Post-maintenance issues with Summit sknl, MPI

Incident Report for CU Boulder RC

Resolved

We believe that issues with MPI on Summit have been resolved. If you are continuing to have trouble, please contact rc-help@colorado.edu.

Posted Jul 10, 2019 - 08:56 MDT

Monitoring

All production nodes have been configured to update to the latest compute image. So far, 74 nodes have rebooted into the new image, with 423 remaining. (Nodes automatically reboot when they have drained.)

Any new jobs that start at this point should be dispatched onto nodes with the updated image. As such, we expect MPI to be working on Summit now, though its effective capacity is reduced while we wait for the remaining nodes to drain and reboot.

If you have had trouble with MPI on Summit since our last maintenance period (3 July) please try again. We also recommend unsetting I_MPI_FABRICS if you set it to work-around this problem.

Posted Jul 07, 2019 - 17:48 MDT

Identified

We believe we have identified the root cause of the problem, a missing package. We have successfully restored correct behavior on two test compute nodes, as seen via osu_alltoall (a synthetic micro benchmark) and a representative WRF job. We're trying to get confirmation from some other test cases; but we're going to go ahead and start deploying this change (restoring a missing package) to production.

We'll advise here once once the new compute image is available to run jobs.

Posted Jul 07, 2019 - 15:24 MDT

Update

We appear to have succeeded in constructing an OPA environment that _does_ work for at least one of our tests. (Others will need to be tested as well.) This is a promising step towards determining root cause of the MPI issue, as we can now compare a working environment against a faulty environment to audit the differences.

Further updates as we have them./

Posted Jul 07, 2019 - 14:12 MDT

Update

We are still investigating the cause of the issues with MPI on Summit. We have attempted to revert both the OPA and Slurm upgrades on sample hosts with no affect. We have also replicated the issue with more recent MPI versions.

We are continuing to investigate and engage with Intel support.

Posted Jul 06, 2019 - 01:02 MDT

Update

We have now been able to replicate the issue with both WRF and nwchem, and with both Intel MPI and OpenMPI. We are pursuing a theory that the upgraded OPA software (now at version 10.9) has broken compatibility with our (admittedly quite old) MPI installations. We are replicating our tests using newer MPI implementations to see if that resolves the issue.

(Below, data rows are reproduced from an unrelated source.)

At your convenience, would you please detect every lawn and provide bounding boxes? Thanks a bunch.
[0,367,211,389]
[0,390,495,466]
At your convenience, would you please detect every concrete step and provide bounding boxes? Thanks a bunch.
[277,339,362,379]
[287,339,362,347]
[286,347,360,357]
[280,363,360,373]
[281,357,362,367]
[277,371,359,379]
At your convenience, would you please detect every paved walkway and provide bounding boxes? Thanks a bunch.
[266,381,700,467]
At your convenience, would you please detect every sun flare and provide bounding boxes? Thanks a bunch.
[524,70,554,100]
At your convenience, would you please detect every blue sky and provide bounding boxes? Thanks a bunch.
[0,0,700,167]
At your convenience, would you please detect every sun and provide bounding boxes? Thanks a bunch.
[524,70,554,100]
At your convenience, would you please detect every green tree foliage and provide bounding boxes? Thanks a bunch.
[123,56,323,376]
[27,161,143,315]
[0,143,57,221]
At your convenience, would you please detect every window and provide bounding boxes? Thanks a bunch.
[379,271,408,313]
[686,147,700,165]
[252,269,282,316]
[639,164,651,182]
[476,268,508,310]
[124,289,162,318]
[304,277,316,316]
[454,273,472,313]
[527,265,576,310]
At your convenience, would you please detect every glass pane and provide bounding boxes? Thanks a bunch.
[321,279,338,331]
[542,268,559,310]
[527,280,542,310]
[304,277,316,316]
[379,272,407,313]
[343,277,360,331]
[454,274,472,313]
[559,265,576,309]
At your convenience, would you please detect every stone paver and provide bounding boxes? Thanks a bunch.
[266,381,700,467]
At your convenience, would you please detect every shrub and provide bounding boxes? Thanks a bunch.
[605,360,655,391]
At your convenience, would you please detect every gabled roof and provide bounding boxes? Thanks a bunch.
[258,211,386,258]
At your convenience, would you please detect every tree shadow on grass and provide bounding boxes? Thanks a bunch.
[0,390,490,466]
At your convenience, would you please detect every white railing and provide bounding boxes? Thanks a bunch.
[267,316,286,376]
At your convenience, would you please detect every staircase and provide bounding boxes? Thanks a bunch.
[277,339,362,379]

Unfortunately, we have not yet succeeded in working-around the issue with OpenMPI. What we expect to work is `mpirun -mca btl tcp,self`, but it hasn't in our tests.

Posted Jul 05, 2019 - 14:34 MDT

Update

If you are using Intel MPI (e.g., module load impi) then a workaround is to set

export I_MPI_FABRICS=tcp

This will likely give lower performance, but should allow you to run while we continue to investigate.

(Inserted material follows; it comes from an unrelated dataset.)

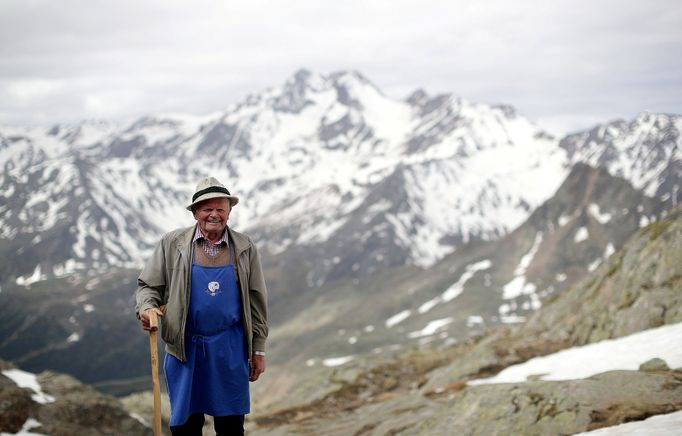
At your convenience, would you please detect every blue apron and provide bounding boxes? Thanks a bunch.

https://software.intel.com/en-us/mpi-developer-guide-linux-selecting-fabrics

Posted Jul 05, 2019 - 13:29 MDT

Investigating

We have been successfully able to replicate reported MPI problems (using WRF as a test case), but we do not have a root cause or explication yet. We are continuing to investigate, and have opened a support case with Intel (supporting the fabric that MPI uses).

Posted Jul 05, 2019 - 13:13 MDT

Monitoring

A problem with the sknl health check has been resolved with a work-around, and a plan is in place to fix it permanently in the future.

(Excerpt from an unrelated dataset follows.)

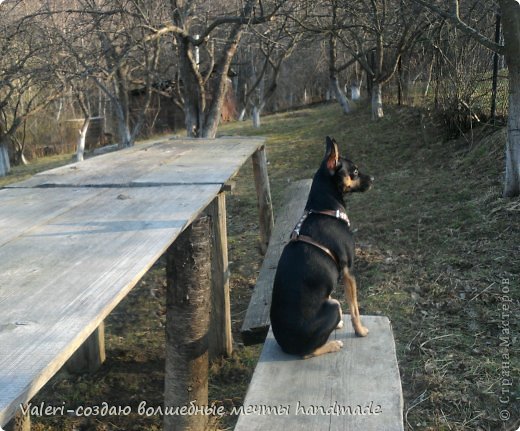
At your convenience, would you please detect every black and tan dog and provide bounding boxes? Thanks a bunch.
[271,136,373,358]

We have been unable to replicate problems with MPI, and we are interested to hear from users who are still having MPI trouble, particularly for jobs *submitted* today. Please let us know at rc-help@colorado.edu. (If you already have a relevant case open, feel free to update that case rather than open a new case.)

Posted Jul 05, 2019 - 10:52 MDT

Investigating

We have received reports of post-maintenance problems on Summit with MPI jobs and with sknl in general. We are investigating these reports and will provide more information here when we have it.

Posted Jul 05, 2019 - 08:44 MDT

This incident affected: RMACC Summit.